A Johns Hopkins University molecular biologist is among the 56 researchers who will share $600 million in grants awarded by the Howard Hughes Medical Institute.
Duojia Pan, an associate professor of molecular biology and genetics at the Johns Hopkins University School of Medicine, will receive about $500,000 a year for five years to study how organs control their own growth.
"I'm really excited about this," said Pan, who is known as D.J. "It's not only the money - it's an honor."
Announced Monday, the awards will go to innovative scientists who are conducting research on cutting-edge topics. More than 1,000 researchers from all over the country applied.
The Howard Hughes Medical Institute (HHMI), which has been funding research since 1976, made its previous round of awards in 2005, to 15 scientists. This year, it significantly increased the amount of money it awarded and the number of recipients.

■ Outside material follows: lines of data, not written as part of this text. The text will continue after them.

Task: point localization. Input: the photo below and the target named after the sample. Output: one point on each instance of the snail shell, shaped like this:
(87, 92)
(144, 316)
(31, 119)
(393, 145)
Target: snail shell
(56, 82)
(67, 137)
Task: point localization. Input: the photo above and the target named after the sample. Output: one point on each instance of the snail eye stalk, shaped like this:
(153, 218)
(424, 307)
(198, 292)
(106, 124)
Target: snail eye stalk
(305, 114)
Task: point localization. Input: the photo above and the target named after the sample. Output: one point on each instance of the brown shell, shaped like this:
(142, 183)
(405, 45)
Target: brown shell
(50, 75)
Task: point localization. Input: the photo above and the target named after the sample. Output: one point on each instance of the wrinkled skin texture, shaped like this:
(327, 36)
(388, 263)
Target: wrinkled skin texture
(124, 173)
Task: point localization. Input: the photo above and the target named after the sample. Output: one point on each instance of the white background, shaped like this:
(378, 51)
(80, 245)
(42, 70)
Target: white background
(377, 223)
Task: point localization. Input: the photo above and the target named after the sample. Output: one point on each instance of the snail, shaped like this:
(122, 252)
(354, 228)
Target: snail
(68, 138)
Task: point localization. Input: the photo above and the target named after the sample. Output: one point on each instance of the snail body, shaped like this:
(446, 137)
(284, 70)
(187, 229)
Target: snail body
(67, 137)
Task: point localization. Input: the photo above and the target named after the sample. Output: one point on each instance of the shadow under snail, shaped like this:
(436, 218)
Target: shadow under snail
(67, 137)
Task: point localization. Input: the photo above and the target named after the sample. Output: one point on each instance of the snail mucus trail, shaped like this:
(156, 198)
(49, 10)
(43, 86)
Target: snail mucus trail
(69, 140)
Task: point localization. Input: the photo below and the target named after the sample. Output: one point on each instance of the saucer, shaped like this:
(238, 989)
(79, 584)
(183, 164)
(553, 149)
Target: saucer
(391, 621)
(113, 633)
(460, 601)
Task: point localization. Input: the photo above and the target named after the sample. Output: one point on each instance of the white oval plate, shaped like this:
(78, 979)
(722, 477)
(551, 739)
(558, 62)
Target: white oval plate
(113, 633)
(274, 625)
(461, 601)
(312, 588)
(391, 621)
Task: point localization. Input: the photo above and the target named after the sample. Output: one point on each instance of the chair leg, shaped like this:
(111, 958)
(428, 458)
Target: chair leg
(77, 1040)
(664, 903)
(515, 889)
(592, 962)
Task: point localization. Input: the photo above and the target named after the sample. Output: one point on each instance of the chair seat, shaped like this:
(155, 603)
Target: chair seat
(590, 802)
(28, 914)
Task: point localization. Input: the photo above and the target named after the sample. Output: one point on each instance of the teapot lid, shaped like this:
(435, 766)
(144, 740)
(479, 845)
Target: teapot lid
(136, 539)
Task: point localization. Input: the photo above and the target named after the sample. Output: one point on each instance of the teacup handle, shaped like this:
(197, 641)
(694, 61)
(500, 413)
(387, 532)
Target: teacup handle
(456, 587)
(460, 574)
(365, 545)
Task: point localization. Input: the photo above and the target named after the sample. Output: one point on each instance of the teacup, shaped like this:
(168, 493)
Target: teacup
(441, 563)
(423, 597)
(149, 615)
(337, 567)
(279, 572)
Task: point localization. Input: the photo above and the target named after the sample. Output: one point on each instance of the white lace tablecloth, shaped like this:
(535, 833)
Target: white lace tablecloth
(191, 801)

Pan and others said the increase was especially important because funding from other sources, including the National Institutes of Health, has remained flat. "There are more applicants for the same money," said Pan, who gets about $400,000 annually from the NIH. While NIH funding is tightly controlled, Pan can use the Hughes funding to pursue any research he wants.
The NIH, which has a $29 billion research budget, tends to favor less innovative work, Pan and others said. "The NIH review process is very conservative," he said.
Pan, who emigrated from China 19 years ago, studies how organs grow to the correct size. "This question has never been solved," he noted.
He has focused on a gene known as "hippo," which seems to control when organs stop growing. When mutated in a fruit fly, the gene produces an abnormally large eye. Pan said he suspects that the pathway is relevant to cancer, "because cancer is literally uncontrolled growth."
Last year, Pan turned off the hippo pathway in the livers of mice and found that the organ grew five times larger than normal and eventually became cancerous. Pan will use the HHMI money to continue the hippo work on mice, and to examine how the pathway works in other organs, such as the prostate and the pancreas.
Others praised Pan's work. "His results have been really spectacular," said his supervisor, Carol Greider, chairwoman of the Hopkins department of molecular biology and genetics.
Greider said the award underscores the importance of basic biological research. "He's found genes that are very important to human cancer," she said.